Wahrer Gott, wir glauben dir,
du bist mit Gottheit und Menschheit hier;
du, der den Satan und Tod überwand,
der im Triumph aus dem Grabe erstand.
Preis dir, du Sieger auf Golgatha,
Sieger, wie keiner, alleluja.

Jesu, dir jauchzt alles zu:
Herr über Leben und Tod bist du.
In deinem Blute gereinigt von Schuld,
freun wir uns wieder der göttlichen Huld.
Gib, dass wir stets deine Wege geh'n,
glorreich wie du aus dem Grabe ersteh'n!

The topic of the hymn is the resurrection of Jesus, who is acclaimed as Lord of Life and Death who cleaned from debt.
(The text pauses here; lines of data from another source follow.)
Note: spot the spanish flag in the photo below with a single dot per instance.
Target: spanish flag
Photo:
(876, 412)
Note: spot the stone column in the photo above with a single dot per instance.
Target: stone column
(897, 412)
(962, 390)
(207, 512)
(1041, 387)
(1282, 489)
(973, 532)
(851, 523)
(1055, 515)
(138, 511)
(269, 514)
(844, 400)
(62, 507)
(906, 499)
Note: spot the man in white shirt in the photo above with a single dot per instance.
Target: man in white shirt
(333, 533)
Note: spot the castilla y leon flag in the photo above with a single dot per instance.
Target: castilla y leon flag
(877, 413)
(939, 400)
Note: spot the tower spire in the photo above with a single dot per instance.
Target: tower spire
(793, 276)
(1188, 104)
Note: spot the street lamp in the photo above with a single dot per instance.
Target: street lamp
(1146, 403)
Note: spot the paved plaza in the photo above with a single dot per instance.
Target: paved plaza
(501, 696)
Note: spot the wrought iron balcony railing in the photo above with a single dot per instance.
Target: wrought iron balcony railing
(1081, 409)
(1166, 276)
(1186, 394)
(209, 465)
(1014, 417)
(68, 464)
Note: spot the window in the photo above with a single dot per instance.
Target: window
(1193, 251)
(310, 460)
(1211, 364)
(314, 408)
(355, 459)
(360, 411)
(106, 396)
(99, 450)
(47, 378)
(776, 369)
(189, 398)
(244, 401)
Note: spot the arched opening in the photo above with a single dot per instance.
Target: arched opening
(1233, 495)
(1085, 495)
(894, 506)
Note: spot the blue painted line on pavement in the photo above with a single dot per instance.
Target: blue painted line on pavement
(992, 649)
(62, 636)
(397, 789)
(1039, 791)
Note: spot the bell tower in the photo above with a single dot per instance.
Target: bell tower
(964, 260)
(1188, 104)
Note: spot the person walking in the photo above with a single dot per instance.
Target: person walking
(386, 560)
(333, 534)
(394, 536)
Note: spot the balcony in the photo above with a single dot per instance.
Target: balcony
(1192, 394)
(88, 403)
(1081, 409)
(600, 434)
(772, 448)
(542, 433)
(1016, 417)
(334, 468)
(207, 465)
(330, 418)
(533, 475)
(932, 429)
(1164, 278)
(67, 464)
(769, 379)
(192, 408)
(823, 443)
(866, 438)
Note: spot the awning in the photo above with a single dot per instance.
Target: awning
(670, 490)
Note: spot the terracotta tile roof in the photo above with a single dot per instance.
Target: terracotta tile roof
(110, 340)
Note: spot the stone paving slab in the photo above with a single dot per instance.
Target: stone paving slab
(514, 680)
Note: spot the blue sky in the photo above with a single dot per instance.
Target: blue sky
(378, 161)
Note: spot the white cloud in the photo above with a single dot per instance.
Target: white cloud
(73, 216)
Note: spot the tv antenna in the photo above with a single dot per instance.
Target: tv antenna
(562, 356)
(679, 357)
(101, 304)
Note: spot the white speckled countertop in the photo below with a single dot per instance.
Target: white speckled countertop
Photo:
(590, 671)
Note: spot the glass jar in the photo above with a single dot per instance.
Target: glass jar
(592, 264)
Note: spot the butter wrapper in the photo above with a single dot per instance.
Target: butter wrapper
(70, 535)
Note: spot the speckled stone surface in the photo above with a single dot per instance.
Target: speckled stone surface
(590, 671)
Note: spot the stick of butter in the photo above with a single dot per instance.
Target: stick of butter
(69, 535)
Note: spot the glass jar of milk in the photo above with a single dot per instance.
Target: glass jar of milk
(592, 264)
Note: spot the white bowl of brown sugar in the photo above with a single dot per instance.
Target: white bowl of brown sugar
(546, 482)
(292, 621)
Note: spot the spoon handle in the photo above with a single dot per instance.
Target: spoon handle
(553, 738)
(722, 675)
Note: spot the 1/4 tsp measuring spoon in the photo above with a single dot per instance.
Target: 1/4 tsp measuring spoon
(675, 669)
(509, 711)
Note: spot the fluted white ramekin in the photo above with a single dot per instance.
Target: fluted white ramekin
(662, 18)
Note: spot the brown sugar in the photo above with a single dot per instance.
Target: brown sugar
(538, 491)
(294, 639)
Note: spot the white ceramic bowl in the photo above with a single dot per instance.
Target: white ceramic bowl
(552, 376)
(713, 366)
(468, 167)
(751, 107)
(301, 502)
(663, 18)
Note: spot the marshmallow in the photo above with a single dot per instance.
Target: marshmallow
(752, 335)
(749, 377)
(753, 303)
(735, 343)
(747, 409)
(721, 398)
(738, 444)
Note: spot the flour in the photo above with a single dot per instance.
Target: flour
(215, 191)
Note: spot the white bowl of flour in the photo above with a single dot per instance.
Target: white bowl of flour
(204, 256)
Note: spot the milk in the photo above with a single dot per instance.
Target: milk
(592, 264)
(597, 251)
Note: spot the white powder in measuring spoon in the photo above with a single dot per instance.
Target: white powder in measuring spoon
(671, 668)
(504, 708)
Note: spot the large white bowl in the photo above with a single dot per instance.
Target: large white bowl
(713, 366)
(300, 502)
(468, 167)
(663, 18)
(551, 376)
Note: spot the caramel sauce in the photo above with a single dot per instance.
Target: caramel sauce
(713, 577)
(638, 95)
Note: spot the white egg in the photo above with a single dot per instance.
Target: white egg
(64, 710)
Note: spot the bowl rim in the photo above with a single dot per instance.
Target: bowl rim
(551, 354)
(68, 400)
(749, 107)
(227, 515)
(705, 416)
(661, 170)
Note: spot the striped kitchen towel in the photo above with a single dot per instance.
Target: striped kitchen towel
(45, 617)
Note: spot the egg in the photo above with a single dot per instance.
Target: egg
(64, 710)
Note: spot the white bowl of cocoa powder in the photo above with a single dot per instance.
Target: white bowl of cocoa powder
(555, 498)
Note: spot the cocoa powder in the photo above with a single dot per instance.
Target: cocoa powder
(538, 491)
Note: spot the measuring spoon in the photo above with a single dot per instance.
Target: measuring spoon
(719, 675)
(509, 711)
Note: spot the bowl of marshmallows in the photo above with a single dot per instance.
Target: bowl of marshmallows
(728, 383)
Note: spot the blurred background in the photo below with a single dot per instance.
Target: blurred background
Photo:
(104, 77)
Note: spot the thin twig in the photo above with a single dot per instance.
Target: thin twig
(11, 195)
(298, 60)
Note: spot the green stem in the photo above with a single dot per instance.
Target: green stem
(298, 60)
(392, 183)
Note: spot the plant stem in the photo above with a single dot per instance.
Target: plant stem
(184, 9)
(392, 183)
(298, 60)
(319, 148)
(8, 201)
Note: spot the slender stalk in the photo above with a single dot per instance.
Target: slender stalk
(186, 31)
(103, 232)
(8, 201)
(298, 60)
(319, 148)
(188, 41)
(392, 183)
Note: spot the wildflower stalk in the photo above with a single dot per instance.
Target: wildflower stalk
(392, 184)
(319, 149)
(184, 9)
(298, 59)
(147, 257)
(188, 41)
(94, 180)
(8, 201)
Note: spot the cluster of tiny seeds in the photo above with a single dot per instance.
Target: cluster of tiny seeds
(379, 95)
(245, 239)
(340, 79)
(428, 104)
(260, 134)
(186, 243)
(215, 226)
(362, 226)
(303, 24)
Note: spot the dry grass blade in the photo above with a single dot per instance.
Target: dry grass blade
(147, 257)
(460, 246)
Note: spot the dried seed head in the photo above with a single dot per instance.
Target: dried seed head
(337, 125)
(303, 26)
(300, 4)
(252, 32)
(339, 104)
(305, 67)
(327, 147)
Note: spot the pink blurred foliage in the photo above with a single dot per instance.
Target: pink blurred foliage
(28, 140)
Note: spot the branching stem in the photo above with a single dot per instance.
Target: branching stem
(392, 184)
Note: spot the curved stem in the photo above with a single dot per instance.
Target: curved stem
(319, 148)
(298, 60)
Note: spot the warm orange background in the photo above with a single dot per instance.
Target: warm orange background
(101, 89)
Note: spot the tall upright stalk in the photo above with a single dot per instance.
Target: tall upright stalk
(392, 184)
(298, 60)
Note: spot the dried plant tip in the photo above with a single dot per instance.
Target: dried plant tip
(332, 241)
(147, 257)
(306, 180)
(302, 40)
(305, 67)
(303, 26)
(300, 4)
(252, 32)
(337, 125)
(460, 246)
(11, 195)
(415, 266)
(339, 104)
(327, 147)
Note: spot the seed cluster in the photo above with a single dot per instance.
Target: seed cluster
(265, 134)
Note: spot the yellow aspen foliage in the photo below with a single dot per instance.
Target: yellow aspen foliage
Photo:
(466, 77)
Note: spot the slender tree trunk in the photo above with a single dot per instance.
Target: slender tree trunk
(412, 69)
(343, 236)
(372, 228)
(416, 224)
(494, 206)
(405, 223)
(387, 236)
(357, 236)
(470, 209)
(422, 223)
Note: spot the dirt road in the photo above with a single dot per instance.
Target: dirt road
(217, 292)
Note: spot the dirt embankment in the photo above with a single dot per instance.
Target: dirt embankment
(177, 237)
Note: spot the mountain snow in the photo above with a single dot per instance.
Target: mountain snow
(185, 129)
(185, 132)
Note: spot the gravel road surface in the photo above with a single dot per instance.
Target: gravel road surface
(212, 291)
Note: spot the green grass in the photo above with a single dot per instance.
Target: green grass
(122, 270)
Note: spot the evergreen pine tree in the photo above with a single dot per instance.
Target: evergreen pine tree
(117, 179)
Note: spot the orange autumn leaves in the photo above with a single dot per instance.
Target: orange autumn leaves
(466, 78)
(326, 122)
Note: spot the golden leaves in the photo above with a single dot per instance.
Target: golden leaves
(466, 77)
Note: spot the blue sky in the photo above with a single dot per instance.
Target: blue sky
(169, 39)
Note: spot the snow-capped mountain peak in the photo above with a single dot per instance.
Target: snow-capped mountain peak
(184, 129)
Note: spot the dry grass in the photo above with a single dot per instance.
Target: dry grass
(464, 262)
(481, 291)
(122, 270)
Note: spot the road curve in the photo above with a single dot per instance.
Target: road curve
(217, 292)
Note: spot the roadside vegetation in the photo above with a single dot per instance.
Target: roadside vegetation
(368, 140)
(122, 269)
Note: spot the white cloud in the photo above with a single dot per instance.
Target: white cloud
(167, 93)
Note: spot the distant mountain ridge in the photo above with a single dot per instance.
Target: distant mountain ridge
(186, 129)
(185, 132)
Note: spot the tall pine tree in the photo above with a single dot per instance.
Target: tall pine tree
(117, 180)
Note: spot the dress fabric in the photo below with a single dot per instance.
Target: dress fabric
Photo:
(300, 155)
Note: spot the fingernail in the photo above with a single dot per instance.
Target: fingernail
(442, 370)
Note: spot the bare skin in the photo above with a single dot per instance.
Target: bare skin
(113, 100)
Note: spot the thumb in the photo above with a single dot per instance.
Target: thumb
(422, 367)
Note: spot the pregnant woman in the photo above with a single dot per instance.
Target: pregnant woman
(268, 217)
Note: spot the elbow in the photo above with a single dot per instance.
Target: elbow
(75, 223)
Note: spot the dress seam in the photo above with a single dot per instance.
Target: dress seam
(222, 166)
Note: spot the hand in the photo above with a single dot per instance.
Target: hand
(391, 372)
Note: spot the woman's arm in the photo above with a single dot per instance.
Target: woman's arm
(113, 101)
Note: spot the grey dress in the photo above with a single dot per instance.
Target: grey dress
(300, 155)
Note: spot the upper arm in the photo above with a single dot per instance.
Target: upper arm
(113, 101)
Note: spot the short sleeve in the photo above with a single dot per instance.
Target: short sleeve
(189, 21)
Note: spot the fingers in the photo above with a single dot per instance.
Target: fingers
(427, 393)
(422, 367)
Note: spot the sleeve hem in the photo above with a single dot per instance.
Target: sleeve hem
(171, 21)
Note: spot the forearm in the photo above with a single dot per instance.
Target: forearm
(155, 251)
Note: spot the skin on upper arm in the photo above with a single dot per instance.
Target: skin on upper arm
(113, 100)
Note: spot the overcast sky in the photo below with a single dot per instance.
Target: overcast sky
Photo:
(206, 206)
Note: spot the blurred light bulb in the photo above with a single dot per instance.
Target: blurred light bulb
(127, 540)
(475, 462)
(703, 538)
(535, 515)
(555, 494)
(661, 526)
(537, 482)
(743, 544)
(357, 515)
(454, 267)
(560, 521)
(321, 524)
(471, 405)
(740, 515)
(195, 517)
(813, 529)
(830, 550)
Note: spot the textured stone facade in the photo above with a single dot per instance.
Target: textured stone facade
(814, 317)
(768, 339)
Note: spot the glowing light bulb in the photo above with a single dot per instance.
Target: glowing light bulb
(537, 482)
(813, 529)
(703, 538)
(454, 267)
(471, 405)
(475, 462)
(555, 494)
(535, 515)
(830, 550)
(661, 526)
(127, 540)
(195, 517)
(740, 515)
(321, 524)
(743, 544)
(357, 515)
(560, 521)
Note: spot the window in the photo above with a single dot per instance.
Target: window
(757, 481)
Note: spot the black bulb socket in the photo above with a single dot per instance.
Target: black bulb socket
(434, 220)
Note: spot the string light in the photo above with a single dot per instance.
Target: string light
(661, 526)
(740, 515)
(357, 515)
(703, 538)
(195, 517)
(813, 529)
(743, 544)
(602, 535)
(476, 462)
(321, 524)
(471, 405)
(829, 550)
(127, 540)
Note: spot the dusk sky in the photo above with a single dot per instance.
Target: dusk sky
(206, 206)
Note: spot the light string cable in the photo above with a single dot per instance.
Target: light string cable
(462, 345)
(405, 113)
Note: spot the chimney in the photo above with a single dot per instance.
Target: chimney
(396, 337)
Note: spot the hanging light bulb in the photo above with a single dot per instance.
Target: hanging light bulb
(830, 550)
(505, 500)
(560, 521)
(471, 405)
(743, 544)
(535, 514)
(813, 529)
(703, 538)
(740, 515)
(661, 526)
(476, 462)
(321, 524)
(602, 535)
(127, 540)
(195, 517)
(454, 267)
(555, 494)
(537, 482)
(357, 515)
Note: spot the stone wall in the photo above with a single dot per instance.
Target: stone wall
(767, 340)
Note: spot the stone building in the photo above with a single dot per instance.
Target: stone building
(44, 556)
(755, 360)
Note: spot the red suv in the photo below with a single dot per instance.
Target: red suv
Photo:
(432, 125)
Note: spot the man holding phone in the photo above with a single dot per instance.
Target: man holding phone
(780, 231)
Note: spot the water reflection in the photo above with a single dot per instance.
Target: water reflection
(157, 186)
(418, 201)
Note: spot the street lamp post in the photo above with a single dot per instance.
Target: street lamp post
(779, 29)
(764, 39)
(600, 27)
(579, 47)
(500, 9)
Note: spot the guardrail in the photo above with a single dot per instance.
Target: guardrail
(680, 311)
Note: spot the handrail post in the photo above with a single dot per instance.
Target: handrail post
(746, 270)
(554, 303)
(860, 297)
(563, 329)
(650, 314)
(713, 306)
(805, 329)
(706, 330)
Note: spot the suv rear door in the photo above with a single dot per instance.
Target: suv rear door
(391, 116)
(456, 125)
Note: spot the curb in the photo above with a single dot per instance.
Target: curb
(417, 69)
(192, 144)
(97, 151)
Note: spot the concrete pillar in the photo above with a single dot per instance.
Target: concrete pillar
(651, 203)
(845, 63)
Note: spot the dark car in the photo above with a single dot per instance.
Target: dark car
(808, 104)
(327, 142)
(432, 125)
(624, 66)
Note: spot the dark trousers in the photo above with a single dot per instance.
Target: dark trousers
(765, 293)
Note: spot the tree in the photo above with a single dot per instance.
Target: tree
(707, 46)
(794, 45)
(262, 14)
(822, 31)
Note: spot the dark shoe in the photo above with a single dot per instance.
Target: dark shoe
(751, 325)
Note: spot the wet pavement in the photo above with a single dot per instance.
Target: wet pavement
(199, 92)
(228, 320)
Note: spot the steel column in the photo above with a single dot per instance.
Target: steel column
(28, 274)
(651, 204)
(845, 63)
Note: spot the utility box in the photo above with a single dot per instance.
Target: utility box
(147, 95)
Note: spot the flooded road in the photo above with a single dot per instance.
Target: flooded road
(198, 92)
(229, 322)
The second line, "du bist mit Gottheit und Menschheit hier" (You are here as God and Man), alludes to the presence of Jesus in the eucharist, which makes the song suitable for eucharistic adoration, such as Corpus Christi processions.

== Tune ==

Source: Christoph Bernhard Verspoell, Münster 1810

== Literature ==
- Gesänge beim römischkatholischen Gottesdienste, nebst angehängtem Gebethbuche, ed. C. B. Verspoell, Aschendorff, Münster 1829: p. 55, p. 56.